Sono indignato e afflitto. Mi sento solo, come le anime in pena. Il punto: la Calabria non volterà pagina, non costruirà un nuovo corso e verrà svuotata ancora da ‘ndrangheta e politica, coinquilini o in società. Questa storia, di cui non importa quasi a nessuno, si chiama «emigrazione».
Al massimo il governo calabrese nascerà, nell’entusiasmo dei media, da fattori prevedibili: l’acquiescenza dell’accademia, il sostegno delle professioni, il contributo dell’impresa e, soprattutto, patti romani nel Pd. Prevarranno remote logiche di potere, con cui si troveranno nuovi equilibri all’insegna della conservazione. Non ci sarà coraggio, audacia, prospettiva.

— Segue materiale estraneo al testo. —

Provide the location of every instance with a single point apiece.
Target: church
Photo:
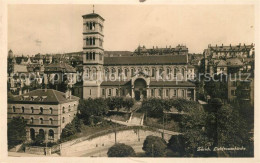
(161, 75)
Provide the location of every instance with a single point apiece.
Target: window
(175, 72)
(175, 92)
(125, 72)
(132, 72)
(109, 92)
(233, 92)
(153, 72)
(167, 92)
(152, 92)
(41, 121)
(41, 110)
(160, 92)
(51, 111)
(51, 134)
(117, 92)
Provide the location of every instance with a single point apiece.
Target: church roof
(43, 96)
(59, 67)
(146, 60)
(93, 15)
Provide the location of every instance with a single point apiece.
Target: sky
(53, 29)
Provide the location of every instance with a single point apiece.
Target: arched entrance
(32, 134)
(140, 89)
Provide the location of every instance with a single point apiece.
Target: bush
(154, 146)
(121, 150)
(16, 132)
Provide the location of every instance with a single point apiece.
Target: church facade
(137, 76)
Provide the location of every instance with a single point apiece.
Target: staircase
(136, 119)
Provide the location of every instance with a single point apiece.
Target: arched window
(87, 41)
(41, 132)
(41, 110)
(32, 120)
(175, 72)
(94, 56)
(183, 72)
(125, 72)
(90, 41)
(41, 121)
(153, 72)
(94, 40)
(90, 56)
(51, 134)
(87, 26)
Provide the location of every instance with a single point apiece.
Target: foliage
(216, 86)
(154, 146)
(68, 132)
(177, 144)
(39, 140)
(92, 109)
(121, 150)
(128, 103)
(191, 126)
(155, 107)
(16, 130)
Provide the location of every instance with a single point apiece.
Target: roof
(172, 83)
(222, 63)
(234, 62)
(92, 15)
(146, 60)
(152, 83)
(59, 67)
(43, 96)
(114, 83)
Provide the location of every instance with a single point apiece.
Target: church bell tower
(93, 54)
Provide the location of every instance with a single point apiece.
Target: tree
(16, 131)
(121, 150)
(216, 87)
(90, 108)
(154, 146)
(128, 103)
(191, 125)
(177, 145)
(68, 131)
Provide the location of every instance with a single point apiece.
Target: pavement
(20, 154)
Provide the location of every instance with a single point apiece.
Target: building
(46, 111)
(138, 76)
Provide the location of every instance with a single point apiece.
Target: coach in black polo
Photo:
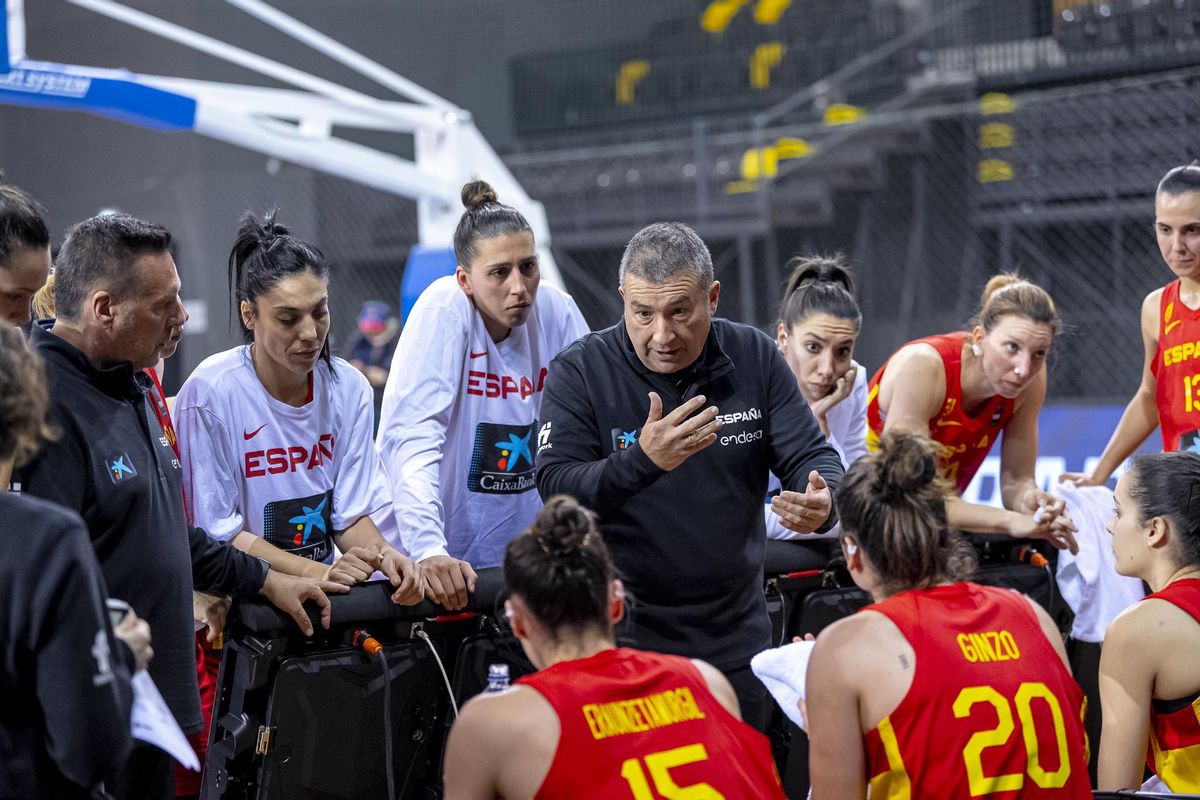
(119, 312)
(667, 425)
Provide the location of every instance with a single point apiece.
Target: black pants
(149, 774)
(753, 697)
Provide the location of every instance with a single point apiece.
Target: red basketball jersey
(1176, 370)
(643, 726)
(993, 710)
(965, 439)
(1174, 751)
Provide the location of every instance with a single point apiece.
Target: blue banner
(1071, 439)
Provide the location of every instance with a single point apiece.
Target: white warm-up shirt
(459, 426)
(292, 475)
(847, 434)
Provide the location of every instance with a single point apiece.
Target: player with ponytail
(967, 388)
(275, 435)
(942, 687)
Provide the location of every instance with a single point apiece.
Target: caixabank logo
(502, 459)
(623, 439)
(303, 527)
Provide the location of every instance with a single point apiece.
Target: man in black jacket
(667, 425)
(64, 677)
(117, 296)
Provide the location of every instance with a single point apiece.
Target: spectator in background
(460, 413)
(373, 348)
(378, 331)
(24, 253)
(65, 679)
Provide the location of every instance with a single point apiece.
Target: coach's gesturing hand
(804, 511)
(670, 440)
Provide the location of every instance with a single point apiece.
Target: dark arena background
(934, 143)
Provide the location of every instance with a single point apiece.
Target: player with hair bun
(941, 689)
(819, 324)
(1150, 689)
(459, 427)
(967, 388)
(1169, 394)
(597, 721)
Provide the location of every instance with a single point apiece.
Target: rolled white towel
(783, 672)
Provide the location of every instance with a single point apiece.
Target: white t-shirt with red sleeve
(292, 475)
(459, 426)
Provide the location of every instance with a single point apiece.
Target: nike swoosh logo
(247, 437)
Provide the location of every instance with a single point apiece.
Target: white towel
(1089, 582)
(1155, 783)
(783, 672)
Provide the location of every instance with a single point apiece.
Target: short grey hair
(665, 250)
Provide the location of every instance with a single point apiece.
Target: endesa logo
(276, 461)
(486, 384)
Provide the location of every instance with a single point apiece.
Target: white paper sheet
(155, 725)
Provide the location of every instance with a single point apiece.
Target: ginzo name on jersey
(275, 461)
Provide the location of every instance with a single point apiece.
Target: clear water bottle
(497, 678)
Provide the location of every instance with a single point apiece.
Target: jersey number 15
(659, 765)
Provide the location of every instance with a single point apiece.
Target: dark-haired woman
(941, 689)
(966, 389)
(1150, 687)
(1169, 394)
(275, 435)
(819, 324)
(460, 410)
(597, 721)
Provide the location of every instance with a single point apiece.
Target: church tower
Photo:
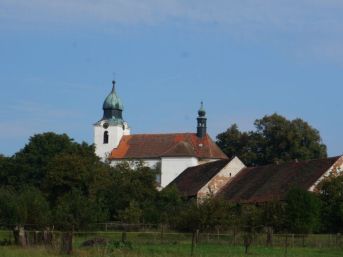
(111, 128)
(201, 128)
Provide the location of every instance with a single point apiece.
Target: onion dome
(112, 101)
(202, 112)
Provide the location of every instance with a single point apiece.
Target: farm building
(237, 183)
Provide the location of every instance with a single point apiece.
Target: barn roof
(145, 146)
(272, 182)
(193, 179)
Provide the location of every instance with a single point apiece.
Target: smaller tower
(201, 128)
(111, 128)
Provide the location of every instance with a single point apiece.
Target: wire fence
(104, 233)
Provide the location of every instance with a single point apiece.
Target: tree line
(55, 181)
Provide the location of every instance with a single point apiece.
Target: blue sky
(244, 59)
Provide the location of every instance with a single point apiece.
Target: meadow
(179, 245)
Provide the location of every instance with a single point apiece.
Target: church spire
(113, 106)
(201, 128)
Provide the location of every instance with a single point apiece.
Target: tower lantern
(111, 128)
(201, 128)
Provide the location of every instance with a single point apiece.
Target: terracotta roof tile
(143, 146)
(272, 182)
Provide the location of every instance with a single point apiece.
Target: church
(170, 153)
(197, 167)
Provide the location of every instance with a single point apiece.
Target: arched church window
(106, 137)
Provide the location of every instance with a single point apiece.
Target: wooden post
(197, 236)
(67, 243)
(193, 243)
(162, 232)
(20, 236)
(286, 244)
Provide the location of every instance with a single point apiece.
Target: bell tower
(201, 128)
(111, 128)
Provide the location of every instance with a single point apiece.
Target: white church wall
(115, 134)
(222, 178)
(171, 167)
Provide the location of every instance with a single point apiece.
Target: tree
(331, 194)
(302, 213)
(132, 181)
(75, 211)
(29, 165)
(275, 139)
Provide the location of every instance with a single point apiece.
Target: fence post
(193, 243)
(292, 240)
(67, 243)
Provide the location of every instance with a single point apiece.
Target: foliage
(27, 206)
(273, 215)
(331, 194)
(131, 214)
(75, 211)
(131, 181)
(302, 211)
(275, 139)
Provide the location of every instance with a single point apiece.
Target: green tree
(302, 213)
(275, 139)
(29, 165)
(27, 206)
(331, 194)
(132, 181)
(76, 211)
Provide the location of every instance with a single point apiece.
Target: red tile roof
(145, 146)
(193, 179)
(272, 182)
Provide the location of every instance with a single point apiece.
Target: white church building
(173, 152)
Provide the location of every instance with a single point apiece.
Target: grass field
(171, 250)
(175, 245)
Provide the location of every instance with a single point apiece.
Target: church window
(106, 137)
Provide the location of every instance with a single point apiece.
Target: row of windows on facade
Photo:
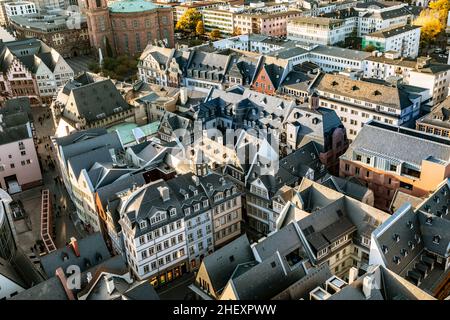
(157, 233)
(226, 231)
(13, 166)
(149, 252)
(164, 260)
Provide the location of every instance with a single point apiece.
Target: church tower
(99, 26)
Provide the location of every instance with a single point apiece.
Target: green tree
(370, 48)
(215, 34)
(441, 7)
(237, 31)
(200, 28)
(188, 21)
(431, 26)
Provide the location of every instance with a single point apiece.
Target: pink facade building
(19, 164)
(269, 24)
(126, 27)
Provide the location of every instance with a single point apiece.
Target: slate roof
(439, 115)
(406, 145)
(349, 187)
(79, 143)
(94, 101)
(266, 279)
(341, 52)
(7, 271)
(93, 251)
(221, 264)
(392, 32)
(392, 97)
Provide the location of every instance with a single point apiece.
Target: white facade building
(356, 102)
(319, 30)
(20, 8)
(434, 77)
(404, 39)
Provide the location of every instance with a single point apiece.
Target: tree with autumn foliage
(188, 21)
(441, 7)
(431, 26)
(215, 34)
(200, 28)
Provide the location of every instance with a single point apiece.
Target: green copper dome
(129, 6)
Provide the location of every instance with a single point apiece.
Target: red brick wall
(263, 83)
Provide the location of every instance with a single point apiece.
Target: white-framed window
(321, 253)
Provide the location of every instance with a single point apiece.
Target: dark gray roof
(284, 241)
(8, 271)
(15, 133)
(94, 101)
(380, 94)
(439, 115)
(82, 143)
(392, 32)
(405, 145)
(93, 251)
(350, 187)
(221, 264)
(266, 279)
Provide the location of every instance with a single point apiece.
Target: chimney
(109, 279)
(74, 245)
(89, 277)
(196, 180)
(314, 101)
(164, 192)
(62, 278)
(368, 282)
(352, 275)
(183, 95)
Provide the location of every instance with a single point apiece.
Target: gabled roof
(405, 145)
(221, 264)
(93, 251)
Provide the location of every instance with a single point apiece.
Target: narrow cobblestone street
(63, 208)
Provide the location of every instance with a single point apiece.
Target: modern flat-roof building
(421, 72)
(437, 121)
(414, 243)
(388, 158)
(404, 40)
(356, 102)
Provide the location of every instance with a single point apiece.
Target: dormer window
(404, 252)
(417, 238)
(396, 237)
(436, 239)
(396, 259)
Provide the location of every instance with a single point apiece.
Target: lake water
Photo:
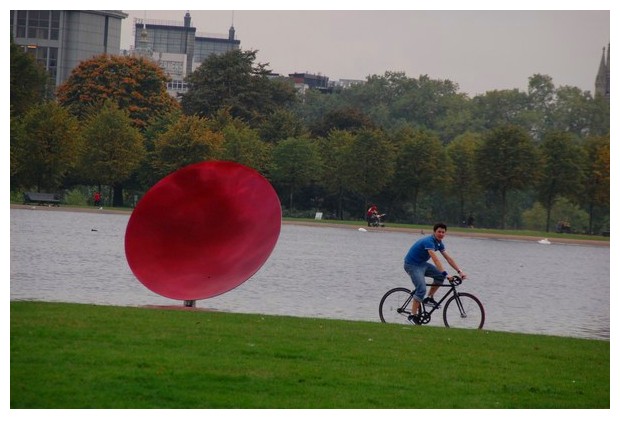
(323, 272)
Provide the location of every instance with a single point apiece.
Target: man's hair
(439, 225)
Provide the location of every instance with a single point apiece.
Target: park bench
(41, 198)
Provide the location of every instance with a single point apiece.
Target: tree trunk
(117, 200)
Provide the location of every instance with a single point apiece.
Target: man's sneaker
(430, 301)
(414, 319)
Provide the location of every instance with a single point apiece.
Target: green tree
(464, 182)
(498, 108)
(420, 155)
(541, 105)
(597, 176)
(297, 163)
(335, 150)
(28, 81)
(135, 84)
(561, 172)
(507, 160)
(114, 148)
(341, 119)
(369, 164)
(243, 144)
(573, 111)
(45, 147)
(233, 81)
(280, 125)
(186, 142)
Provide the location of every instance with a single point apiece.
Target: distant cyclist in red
(372, 211)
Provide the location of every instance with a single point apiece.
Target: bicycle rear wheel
(464, 311)
(395, 306)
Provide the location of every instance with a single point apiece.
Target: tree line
(417, 147)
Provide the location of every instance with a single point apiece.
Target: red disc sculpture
(203, 230)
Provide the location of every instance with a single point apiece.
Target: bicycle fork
(459, 304)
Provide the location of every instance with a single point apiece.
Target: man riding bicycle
(417, 266)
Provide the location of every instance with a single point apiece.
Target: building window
(21, 23)
(55, 26)
(38, 24)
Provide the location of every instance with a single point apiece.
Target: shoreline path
(473, 234)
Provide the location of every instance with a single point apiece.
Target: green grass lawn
(87, 356)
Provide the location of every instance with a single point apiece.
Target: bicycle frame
(451, 292)
(460, 309)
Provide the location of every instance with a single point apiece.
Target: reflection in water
(323, 272)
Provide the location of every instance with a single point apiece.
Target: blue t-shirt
(418, 253)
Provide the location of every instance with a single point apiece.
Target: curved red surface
(203, 230)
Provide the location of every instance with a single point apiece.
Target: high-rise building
(602, 82)
(61, 39)
(177, 47)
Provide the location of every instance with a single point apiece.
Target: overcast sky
(480, 50)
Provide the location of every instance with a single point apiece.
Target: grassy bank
(86, 356)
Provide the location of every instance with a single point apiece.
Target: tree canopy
(135, 84)
(233, 81)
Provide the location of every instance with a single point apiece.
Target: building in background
(61, 39)
(602, 82)
(177, 47)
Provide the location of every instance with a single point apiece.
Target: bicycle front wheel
(395, 306)
(463, 310)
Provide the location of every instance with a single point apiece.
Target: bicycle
(461, 310)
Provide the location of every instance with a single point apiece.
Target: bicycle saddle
(456, 280)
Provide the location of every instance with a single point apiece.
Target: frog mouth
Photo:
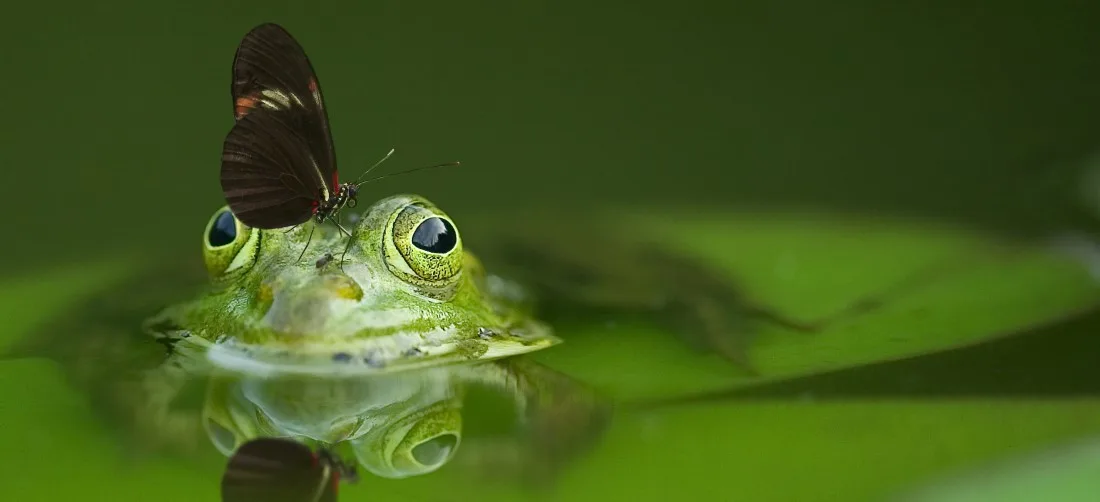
(393, 352)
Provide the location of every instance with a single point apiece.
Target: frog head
(399, 292)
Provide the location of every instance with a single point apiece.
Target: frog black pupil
(436, 236)
(223, 230)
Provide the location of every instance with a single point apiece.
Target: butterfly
(278, 165)
(283, 470)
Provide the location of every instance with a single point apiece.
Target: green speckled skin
(387, 306)
(374, 349)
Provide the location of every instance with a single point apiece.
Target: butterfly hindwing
(265, 172)
(275, 470)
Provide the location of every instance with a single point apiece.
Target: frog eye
(228, 244)
(424, 247)
(415, 446)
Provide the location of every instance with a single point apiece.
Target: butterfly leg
(348, 246)
(308, 240)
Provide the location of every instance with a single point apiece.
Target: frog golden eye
(424, 247)
(222, 230)
(228, 244)
(435, 236)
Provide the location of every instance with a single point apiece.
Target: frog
(372, 340)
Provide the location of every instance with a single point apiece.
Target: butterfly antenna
(358, 183)
(414, 170)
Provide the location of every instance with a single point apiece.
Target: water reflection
(402, 424)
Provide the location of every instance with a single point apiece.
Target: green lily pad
(958, 288)
(1063, 473)
(941, 287)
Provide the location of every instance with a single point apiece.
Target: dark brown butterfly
(278, 165)
(283, 470)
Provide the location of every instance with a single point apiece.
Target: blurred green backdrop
(972, 111)
(116, 111)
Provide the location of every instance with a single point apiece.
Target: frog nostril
(344, 287)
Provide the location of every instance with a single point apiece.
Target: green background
(114, 111)
(979, 113)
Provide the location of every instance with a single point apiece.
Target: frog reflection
(397, 425)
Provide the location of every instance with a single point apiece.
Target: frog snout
(308, 307)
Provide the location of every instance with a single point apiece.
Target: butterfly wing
(273, 470)
(260, 172)
(278, 160)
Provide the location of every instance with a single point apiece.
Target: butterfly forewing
(281, 143)
(276, 470)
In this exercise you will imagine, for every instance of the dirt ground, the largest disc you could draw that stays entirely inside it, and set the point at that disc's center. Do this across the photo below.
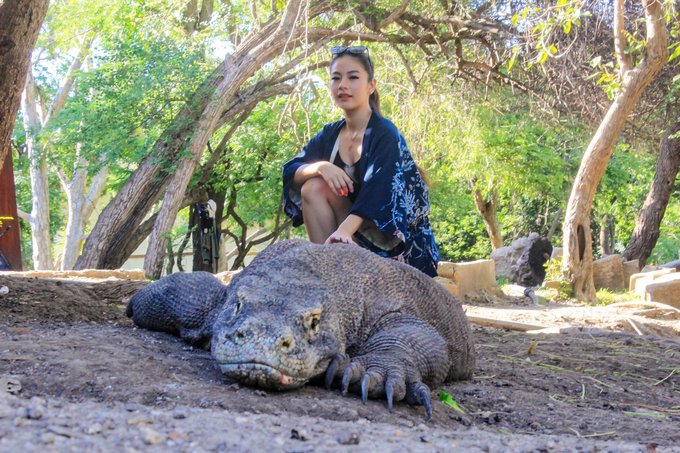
(76, 375)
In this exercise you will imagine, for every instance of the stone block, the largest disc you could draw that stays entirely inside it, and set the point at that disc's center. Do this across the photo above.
(630, 268)
(608, 273)
(665, 290)
(445, 269)
(639, 281)
(554, 284)
(556, 254)
(449, 285)
(474, 276)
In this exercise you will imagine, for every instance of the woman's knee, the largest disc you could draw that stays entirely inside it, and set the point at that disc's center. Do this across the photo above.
(314, 189)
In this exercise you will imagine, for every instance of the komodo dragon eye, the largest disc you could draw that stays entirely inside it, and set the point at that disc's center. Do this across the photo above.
(235, 309)
(312, 320)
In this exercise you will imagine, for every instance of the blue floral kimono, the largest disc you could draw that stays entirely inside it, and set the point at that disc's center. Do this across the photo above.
(393, 199)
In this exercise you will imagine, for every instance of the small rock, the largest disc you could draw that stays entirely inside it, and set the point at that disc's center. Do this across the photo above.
(60, 431)
(178, 415)
(177, 437)
(348, 439)
(298, 435)
(139, 421)
(151, 436)
(94, 429)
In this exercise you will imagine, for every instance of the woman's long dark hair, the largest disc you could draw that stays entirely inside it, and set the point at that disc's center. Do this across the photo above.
(367, 64)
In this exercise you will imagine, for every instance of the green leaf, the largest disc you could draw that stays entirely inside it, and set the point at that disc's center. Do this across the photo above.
(675, 54)
(449, 401)
(566, 27)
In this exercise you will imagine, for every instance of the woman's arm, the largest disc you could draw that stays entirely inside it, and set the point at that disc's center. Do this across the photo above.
(335, 177)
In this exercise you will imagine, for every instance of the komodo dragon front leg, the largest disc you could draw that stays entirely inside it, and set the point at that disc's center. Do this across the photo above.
(400, 358)
(184, 304)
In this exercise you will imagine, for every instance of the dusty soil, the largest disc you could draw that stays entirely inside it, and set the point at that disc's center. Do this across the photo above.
(76, 375)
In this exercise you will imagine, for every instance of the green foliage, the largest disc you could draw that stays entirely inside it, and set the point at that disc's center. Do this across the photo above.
(447, 399)
(668, 246)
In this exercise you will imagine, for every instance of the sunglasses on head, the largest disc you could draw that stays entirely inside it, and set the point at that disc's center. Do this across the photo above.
(356, 50)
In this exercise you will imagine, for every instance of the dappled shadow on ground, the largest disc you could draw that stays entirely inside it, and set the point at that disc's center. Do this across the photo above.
(69, 342)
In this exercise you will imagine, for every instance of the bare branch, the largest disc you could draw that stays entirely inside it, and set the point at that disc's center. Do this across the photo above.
(62, 94)
(625, 60)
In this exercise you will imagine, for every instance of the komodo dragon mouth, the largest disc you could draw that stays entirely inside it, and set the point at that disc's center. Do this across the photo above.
(261, 375)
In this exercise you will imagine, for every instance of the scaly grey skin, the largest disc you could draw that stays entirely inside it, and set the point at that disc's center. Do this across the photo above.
(374, 326)
(180, 304)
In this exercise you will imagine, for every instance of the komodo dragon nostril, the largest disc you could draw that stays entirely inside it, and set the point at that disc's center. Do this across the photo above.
(285, 343)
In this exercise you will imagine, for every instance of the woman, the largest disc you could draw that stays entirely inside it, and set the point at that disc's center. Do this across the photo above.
(355, 182)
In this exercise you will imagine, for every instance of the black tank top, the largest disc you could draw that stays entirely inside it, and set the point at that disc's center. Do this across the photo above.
(351, 170)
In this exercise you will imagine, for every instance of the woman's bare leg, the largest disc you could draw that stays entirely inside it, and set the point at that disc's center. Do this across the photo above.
(322, 209)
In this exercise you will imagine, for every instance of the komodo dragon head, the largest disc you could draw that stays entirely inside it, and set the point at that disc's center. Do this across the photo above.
(275, 332)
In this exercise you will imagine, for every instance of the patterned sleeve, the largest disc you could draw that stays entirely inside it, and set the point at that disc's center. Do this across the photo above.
(395, 198)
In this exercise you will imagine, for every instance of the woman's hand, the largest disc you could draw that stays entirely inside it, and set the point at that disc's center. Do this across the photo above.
(345, 232)
(336, 178)
(339, 237)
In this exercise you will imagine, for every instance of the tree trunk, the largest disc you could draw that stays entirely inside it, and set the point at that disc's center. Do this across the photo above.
(243, 66)
(648, 221)
(487, 208)
(605, 236)
(577, 264)
(80, 207)
(198, 263)
(40, 195)
(20, 22)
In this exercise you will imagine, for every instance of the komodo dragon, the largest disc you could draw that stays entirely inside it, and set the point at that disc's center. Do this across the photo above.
(377, 327)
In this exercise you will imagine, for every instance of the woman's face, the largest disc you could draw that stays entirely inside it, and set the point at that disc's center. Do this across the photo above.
(350, 87)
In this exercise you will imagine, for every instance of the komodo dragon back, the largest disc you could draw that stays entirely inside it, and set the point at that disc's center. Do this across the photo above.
(370, 325)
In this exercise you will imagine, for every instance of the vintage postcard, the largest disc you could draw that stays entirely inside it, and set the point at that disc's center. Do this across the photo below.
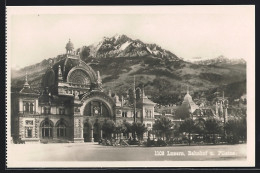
(130, 86)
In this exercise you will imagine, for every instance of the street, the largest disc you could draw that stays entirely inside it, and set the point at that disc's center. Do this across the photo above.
(95, 152)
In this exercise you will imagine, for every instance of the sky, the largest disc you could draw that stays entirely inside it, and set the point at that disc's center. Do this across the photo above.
(37, 33)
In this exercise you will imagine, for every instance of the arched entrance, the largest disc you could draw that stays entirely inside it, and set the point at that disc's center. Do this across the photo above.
(61, 127)
(87, 132)
(47, 129)
(96, 108)
(97, 132)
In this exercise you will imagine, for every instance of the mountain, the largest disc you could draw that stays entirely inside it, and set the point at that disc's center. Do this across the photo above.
(220, 60)
(164, 75)
(123, 46)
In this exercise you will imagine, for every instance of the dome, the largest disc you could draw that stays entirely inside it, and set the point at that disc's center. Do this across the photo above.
(69, 46)
(187, 98)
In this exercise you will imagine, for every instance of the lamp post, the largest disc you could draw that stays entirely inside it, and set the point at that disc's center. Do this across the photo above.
(224, 106)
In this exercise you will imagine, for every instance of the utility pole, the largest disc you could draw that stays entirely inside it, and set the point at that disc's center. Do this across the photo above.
(134, 101)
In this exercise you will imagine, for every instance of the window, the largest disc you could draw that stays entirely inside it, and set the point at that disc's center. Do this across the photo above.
(124, 114)
(28, 132)
(61, 129)
(47, 129)
(31, 108)
(62, 111)
(29, 122)
(46, 110)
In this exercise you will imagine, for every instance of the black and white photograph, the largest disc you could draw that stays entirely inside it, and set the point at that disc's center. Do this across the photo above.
(130, 86)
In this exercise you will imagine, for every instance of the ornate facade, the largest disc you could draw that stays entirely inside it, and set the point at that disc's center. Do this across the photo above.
(72, 105)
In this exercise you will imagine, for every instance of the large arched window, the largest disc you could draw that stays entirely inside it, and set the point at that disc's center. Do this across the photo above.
(31, 108)
(47, 129)
(61, 129)
(79, 76)
(96, 108)
(26, 107)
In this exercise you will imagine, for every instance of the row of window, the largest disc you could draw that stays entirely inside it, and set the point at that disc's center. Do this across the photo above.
(47, 130)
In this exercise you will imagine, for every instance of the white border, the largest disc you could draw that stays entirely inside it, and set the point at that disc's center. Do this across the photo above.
(135, 10)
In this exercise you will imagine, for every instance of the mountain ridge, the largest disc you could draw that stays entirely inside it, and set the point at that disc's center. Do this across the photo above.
(161, 72)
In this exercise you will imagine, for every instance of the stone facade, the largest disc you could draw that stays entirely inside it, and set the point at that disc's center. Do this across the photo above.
(72, 105)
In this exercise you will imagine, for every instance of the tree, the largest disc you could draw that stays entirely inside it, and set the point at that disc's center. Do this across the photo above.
(213, 127)
(182, 112)
(139, 129)
(163, 125)
(243, 129)
(119, 129)
(109, 128)
(189, 127)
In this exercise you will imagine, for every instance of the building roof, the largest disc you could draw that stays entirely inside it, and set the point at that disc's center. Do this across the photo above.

Nessuno vorrà intervenire dove serve: nella lotta alla ‘ndrangheta, negli uffici della Regione, nella sanità e in generale nelle direzioni della pubblica amministrazione.
Il futuro della Calabria è già scritto, soprattutto perché non si è tanto compreso, nel variegato mondo della politica, che questa regione è a sé: non è paragonabile alle altre. Un po’ per l’artificio dell’unificazione ottocentesca; un po’ perché la ‘ndrangheta compra coscienze che decidono, ormai senza spargere sangue o sventrare blindate; un po’ per l’agire sottile nei palazzi, alla Matacena.
Una speranza di autonomia e fermezza potrebbe essere, in Calabria, il Movimento Cinque Stelle, che oggi vive una forte tensione interna tra chi vuole agire in concreto e chi preferisce le fantasie virtuali, con parole a raffica, autoreferenziali o perfettamente inutili. Credo che la questione sia proprio questa tra i Cinque Stelle, di là dalle diatribe in rete sull’essenza della democrazia, sui requisiti del portavoce tipo o sul significato della partecipazione, che certamente non può confondersi col dire astratto e generico, da considerare solo perché «ognuno vale uno».
Perciò, non è difficile profetizzare che Mario Oliverio, navigato politico del Pd, sarà in autunno il presidente della Regione Calabria e l’ex governatore Giuseppe Scopelliti tornerà in auge con Forza Italia, mentre sarà conclusa la discussione sul trasbordo delle armi chimiche a Gioia Tauro, che ha occupato troppo spazio e tempo. Con «molto rumore per nulla», per dirla con Shakespeare.